La Fiscalía ordenó la incautación del arma utilizada y convocó a la menor junto con sus adultos responsables, para tomarle declaración en la Jefatura de Policía. Las familias que tienen hijos heridos por las balas de aire comprimido, ya anunciaron al medio que radicarán la denuncia correspondiente ante la policía por la gravedad de la situación.
Contexto de violencia
En abril de 2026, Uruguay enfrentó una significativa ola de violencia y amenazas en centros educativos que generó alarma en toda la sociedad. Este fenómeno se manifestó con dos caras: por un lado, una epidemia de amenazas de tiroteo y bomba, mayoritariamente falsas, que afectó a más de un centenar de liceos y escuelas técnicas en los 19 departamentos del país en menos de una semana. Estas amenazas, a menudo escritas en las paredes de los baños, se propagaron de manera viral en redes sociales, con autores que en muchos casos eran adolescentes que buscaban suspender las clases.

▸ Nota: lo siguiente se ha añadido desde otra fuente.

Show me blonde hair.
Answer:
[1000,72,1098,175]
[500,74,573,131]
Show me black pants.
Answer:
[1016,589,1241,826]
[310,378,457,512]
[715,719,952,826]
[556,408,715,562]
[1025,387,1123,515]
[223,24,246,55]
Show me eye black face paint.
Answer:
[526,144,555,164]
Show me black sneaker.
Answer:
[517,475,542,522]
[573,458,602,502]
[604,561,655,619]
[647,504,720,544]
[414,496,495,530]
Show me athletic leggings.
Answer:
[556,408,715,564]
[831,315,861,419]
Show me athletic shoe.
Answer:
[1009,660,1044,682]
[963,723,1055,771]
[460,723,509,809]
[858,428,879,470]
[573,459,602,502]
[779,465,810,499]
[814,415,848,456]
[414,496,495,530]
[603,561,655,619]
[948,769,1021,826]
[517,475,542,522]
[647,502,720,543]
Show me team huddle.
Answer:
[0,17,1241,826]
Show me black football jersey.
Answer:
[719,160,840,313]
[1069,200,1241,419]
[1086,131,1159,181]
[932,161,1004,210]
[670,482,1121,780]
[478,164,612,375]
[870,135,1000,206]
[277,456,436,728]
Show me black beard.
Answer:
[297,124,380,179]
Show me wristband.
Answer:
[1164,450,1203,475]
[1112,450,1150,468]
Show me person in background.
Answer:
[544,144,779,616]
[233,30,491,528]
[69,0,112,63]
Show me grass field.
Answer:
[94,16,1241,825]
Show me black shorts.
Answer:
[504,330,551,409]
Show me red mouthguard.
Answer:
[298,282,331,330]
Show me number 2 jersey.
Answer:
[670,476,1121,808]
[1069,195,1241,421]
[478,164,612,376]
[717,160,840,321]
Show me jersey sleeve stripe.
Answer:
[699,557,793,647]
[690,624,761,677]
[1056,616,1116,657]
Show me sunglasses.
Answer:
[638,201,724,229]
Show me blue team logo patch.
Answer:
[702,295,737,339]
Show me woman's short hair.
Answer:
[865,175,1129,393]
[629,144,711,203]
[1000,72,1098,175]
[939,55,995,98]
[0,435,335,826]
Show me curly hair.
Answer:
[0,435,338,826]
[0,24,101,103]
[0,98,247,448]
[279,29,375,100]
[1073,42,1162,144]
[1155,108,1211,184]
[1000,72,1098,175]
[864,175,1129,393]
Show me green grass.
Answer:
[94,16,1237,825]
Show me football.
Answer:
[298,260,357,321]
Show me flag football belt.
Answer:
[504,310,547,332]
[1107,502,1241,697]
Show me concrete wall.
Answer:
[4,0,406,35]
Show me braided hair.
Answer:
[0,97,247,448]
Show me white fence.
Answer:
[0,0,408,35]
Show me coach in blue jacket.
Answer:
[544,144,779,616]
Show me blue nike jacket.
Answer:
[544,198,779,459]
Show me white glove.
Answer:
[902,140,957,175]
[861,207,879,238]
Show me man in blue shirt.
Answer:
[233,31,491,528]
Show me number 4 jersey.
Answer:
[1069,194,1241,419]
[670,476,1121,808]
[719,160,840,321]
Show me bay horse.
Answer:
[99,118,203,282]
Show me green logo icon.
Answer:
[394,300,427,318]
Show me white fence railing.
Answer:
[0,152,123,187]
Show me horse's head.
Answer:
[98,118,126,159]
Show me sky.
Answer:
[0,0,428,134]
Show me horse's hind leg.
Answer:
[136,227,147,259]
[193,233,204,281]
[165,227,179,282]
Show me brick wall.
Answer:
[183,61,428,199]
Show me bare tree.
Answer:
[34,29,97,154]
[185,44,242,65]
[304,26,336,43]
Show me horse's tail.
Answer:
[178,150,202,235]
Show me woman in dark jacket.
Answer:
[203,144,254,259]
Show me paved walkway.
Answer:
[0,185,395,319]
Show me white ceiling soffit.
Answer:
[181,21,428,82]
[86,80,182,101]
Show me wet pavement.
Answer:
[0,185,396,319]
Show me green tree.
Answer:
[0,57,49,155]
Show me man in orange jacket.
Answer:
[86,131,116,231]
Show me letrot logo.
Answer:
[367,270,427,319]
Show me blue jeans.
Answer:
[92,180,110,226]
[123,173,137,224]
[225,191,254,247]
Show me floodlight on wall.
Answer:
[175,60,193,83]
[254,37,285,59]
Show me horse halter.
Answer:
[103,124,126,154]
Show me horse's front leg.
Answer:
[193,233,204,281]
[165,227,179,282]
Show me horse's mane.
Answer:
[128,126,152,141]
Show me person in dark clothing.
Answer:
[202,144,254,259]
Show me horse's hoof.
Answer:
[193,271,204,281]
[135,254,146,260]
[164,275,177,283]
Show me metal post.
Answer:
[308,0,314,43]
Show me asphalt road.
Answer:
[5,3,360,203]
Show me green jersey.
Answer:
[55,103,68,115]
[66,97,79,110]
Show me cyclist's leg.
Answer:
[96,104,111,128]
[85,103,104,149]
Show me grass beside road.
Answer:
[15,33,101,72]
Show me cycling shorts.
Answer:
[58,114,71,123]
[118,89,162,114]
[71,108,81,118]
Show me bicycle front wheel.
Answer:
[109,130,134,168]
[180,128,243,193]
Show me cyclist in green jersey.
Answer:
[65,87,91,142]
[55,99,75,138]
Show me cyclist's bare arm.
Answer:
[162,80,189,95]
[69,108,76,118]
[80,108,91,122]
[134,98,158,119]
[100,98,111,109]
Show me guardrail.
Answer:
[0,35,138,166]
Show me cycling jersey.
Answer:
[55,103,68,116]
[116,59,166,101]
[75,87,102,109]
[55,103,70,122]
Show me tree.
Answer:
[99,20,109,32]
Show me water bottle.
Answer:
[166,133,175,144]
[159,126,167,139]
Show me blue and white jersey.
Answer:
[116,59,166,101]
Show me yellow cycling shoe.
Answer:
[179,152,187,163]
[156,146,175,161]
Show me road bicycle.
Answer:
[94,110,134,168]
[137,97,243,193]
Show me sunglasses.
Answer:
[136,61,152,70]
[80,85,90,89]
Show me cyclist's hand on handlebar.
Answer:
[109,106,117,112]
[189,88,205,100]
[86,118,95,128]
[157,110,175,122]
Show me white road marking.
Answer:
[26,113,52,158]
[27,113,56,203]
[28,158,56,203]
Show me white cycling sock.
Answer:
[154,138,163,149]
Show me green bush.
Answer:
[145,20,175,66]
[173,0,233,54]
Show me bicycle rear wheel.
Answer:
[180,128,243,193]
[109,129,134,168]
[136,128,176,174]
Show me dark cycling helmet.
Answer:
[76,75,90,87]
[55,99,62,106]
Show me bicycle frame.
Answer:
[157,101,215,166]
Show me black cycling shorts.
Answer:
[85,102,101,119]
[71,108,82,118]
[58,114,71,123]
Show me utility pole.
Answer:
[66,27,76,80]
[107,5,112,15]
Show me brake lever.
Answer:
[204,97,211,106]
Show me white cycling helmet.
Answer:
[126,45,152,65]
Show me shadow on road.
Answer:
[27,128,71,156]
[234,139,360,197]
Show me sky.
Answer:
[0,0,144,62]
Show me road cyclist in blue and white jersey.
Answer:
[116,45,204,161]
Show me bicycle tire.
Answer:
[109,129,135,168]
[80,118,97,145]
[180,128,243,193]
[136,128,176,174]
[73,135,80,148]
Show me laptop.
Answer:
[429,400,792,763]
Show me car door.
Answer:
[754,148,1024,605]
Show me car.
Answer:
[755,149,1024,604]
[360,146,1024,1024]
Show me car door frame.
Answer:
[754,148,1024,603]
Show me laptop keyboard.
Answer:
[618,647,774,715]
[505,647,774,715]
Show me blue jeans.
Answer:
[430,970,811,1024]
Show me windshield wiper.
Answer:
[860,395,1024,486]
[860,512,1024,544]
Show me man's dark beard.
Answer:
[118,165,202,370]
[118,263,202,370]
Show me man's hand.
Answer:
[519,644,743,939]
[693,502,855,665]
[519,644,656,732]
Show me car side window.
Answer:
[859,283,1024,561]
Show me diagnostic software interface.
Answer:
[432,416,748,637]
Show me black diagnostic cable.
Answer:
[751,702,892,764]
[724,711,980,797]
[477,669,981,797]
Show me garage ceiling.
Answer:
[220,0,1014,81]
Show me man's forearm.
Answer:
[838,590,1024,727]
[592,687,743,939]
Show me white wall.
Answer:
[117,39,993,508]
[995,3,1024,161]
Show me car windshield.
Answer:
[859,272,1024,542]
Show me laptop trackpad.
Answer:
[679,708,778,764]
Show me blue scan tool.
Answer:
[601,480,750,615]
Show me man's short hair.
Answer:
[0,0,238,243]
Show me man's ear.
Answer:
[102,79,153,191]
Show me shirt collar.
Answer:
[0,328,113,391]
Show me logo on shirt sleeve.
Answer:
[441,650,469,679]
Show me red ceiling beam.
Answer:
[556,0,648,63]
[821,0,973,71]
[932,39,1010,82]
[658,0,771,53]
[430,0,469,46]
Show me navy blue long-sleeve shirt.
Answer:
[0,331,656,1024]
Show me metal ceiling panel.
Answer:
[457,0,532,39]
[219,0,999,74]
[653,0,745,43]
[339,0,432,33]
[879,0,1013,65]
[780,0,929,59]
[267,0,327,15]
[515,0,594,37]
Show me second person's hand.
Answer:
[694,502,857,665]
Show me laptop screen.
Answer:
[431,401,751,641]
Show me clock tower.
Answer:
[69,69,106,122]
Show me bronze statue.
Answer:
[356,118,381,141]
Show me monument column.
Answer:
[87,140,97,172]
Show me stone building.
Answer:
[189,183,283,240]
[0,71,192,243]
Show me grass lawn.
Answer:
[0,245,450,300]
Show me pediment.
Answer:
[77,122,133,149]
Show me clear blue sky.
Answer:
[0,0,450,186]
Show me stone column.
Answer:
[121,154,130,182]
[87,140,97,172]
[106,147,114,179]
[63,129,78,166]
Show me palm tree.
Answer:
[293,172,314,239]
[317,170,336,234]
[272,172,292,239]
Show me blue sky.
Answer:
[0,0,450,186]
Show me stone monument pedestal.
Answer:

Paralelamente, se registraron incidentes de violencia física grave, como agresiones entre estudiantes que resultaron en internaciones, lo que llevó a las autoridades a denunciar una "intención de que no trascienda" estos hechos. Ante esta situación, la Administración Nacional de Educación Pública (ANEP) y el Ministerio del Interior implementaron un nuevo protocolo de actuación con medidas preventivas y de respuesta inmediata, mientras que la Fiscalía y la Policía lograron identificar y sancionar a varios de los responsables adolescentes.